ASTERISK-21775: FPE during MOH playback

[Home]

Summary: ASTERISK-21775: FPE during MOH playback

Reporter: James Sharp (jpsharp) Labels:

Date Opened: 2013-05-09 15:39:50 Date Closed: 2017-12-18 19:09:23.000-0600

Priority: Major Regression?

Status: Closed/Complete Components: Resources/res_musiconhold

Versions: 1.8.21.0 Frequency of
Occurrence Occasional

Related
Issues:
is related to ASTERISK-22252 res_musiconhold cleanup - REF_DEBUG reload warnings and ref leaks

is related to ASTERISK-22083 res_musiconhold segfault in free, in moh_scan_files

Environment: Linux pbx 2.6.18-348.1.1.el5 #1 SMP Tue Jan 22 16:19:19 EST 2013 x86_64 x86_64 x86_64 GNU/Linux Attachments: ( 0) asterisk-21775-lock-class_1.8.diff
( 1) asterisk-21775-ref-mohclass_1.8.diff
( 2) asterisk-bt-11-4.txt
( 3) backtrace.txt
( 4) backtrace-211213.txt
( 5) backtrace-220113.txt
( 6) backtrace-26Aug.txt

Description: Asterisk has dropped several calls and triage found core files in the MOH directory. I will attach the backtrace and diagnostics.

Comments: By: James Sharp (jpsharp) 2013-05-09 15:48:16.393-0500

From the gdb backtrace:

#0 0x00002b57e084e99d in moh_files_readframe (chan=0x10040f38, data=<value optimized out>, len=<value optimized out>,
samples=<value optimized out>) at res_musiconhold.c:309
309 state->pos = ast_random() % state->class->total_files;

Some digging into the strucures showed that class->total_files is 0, thus triggering the FPE when trying to modulo divide by zero.

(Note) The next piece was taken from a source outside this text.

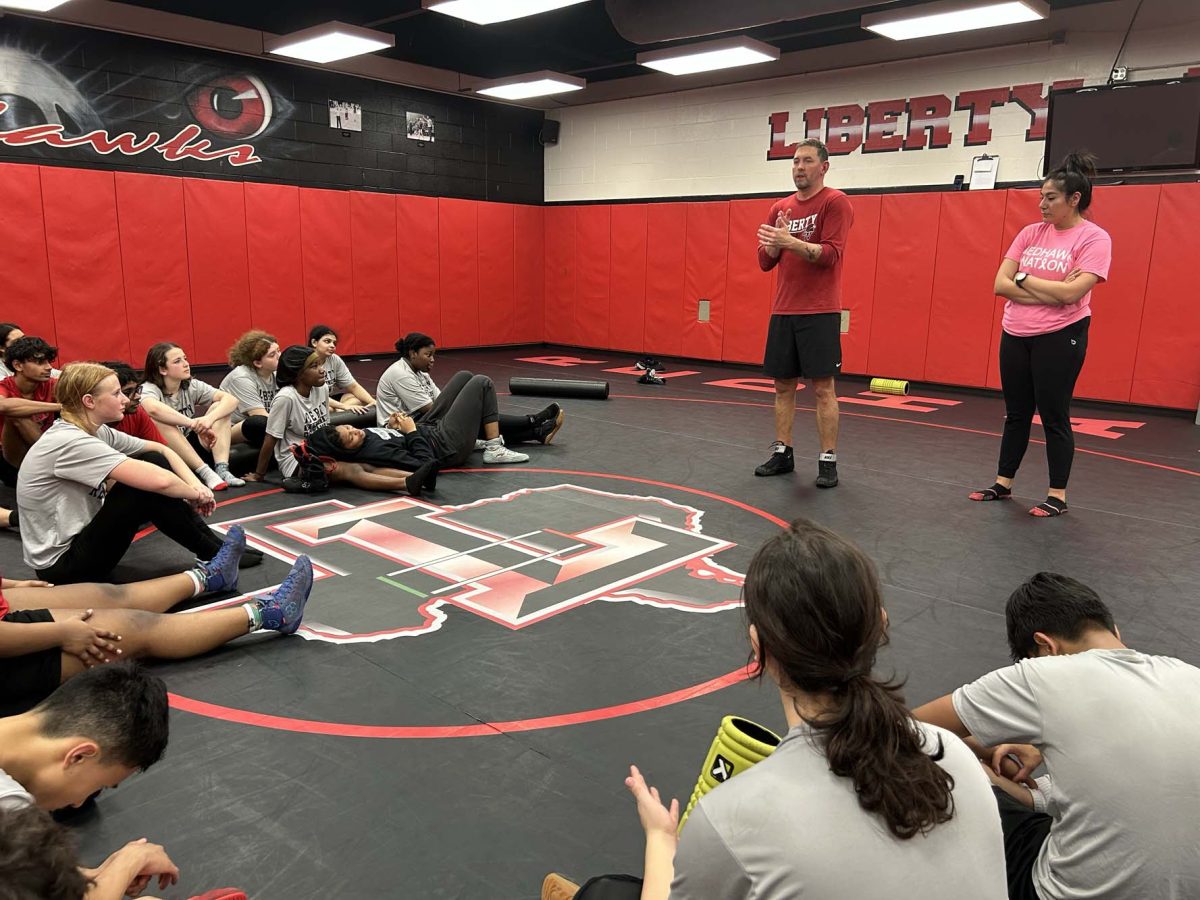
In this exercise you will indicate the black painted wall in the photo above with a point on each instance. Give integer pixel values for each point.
(87, 79)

(gdb) print ((struct mohclass *)((struct ast_channel *) 0x10040f38)->musicclass)->total_files
$8 = 0

By: Michael L. Young (elguero) 2013-05-09 16:53:40.202-0500

Hmm... Looking at line 294, not sure how we would get this far since we check to see if it state->class->total_files is 0 and if it is then we return.

Can you attach an un-optimized backtrace?

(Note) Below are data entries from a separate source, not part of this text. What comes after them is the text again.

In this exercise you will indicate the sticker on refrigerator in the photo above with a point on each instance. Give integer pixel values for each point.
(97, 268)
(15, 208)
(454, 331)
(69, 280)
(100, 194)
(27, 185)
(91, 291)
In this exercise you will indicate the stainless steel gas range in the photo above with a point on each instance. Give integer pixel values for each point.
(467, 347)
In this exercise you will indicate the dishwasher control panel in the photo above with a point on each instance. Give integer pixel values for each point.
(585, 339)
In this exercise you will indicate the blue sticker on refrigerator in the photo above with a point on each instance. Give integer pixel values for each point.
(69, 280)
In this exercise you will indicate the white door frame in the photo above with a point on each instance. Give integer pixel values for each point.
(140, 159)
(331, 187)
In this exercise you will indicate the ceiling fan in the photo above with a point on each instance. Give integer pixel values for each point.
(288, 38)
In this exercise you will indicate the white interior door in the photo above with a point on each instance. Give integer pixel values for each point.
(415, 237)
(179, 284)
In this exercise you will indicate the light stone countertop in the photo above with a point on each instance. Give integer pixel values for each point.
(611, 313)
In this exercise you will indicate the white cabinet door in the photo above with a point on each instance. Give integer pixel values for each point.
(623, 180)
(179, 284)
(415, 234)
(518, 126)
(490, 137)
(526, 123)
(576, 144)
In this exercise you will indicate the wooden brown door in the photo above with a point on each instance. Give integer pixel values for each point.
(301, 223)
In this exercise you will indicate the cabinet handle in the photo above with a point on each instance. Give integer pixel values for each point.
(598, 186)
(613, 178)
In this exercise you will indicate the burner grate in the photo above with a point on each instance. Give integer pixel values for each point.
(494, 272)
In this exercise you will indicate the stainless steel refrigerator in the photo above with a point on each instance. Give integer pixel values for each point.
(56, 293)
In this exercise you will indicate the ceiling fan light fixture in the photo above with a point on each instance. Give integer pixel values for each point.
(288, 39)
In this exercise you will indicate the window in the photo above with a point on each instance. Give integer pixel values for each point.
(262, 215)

https://wiki.asterisk.org/wiki/display/AST/Getting+a+Backtrace

Thanks

By: James Sharp (jpsharp) 2013-05-09 19:38:12.403-0500

It is a production system, so I'll see if I can convince the system admins to allow that.

As far as how total_calls got set to 0 between lines 294 and 309, is it possible that other threads are stepping on each other with something like rapid/simultaneous reloads?

By: James Sharp (jpsharp) 2013-05-13 13:07:37.325-0500

I've had another FPE during MOH. Backtrace is as follows:

Program terminated with signal 8, Arithmetic exception.
#0 0x00002b857f948807 in moh_files_readframe (chan=0x2b859c32ad08,
data=<value optimized out>, len=<value optimized out>,
samples=<value optimized out>) at res_musiconhold.c:331
331 state->pos %= state->class->total_files;

(gdb) print state->pos
Attempt to extract a component of a value that is not a structure pointer.

(gdb) print state
$1 = 0

So something odd is going on here.

By: Rusty Newton (rnewton) 2013-05-30 12:01:21.941-0500

For this issue to proceed any further, we'll need:

* Full un-optimized traces as described here https://wiki.asterisk.org/wiki/display/AST/Getting+a+Backtrace

* Please attach them to the issue as .txt files using (More Actions > Attach Files)

* dialplan (extensions.conf) showing the dialplan involved where this issue occurs.

* Asterisk log with VERBOSE and DEBUG set to level 5 logged during reproduction of the issue. https://wiki.asterisk.org/wiki/display/AST/Collecting+Debug+Information
By: James Sharp (jpsharp) 2013-06-11 19:18:21.658-0500

Here's the backtrace.
By: James Sharp (jpsharp) 2013-06-11 19:20:41.353-0500

And that's about the best we can do. Can't do a console log because we can't reproduce the bug on command. These backtraces were generated by unoptimized code.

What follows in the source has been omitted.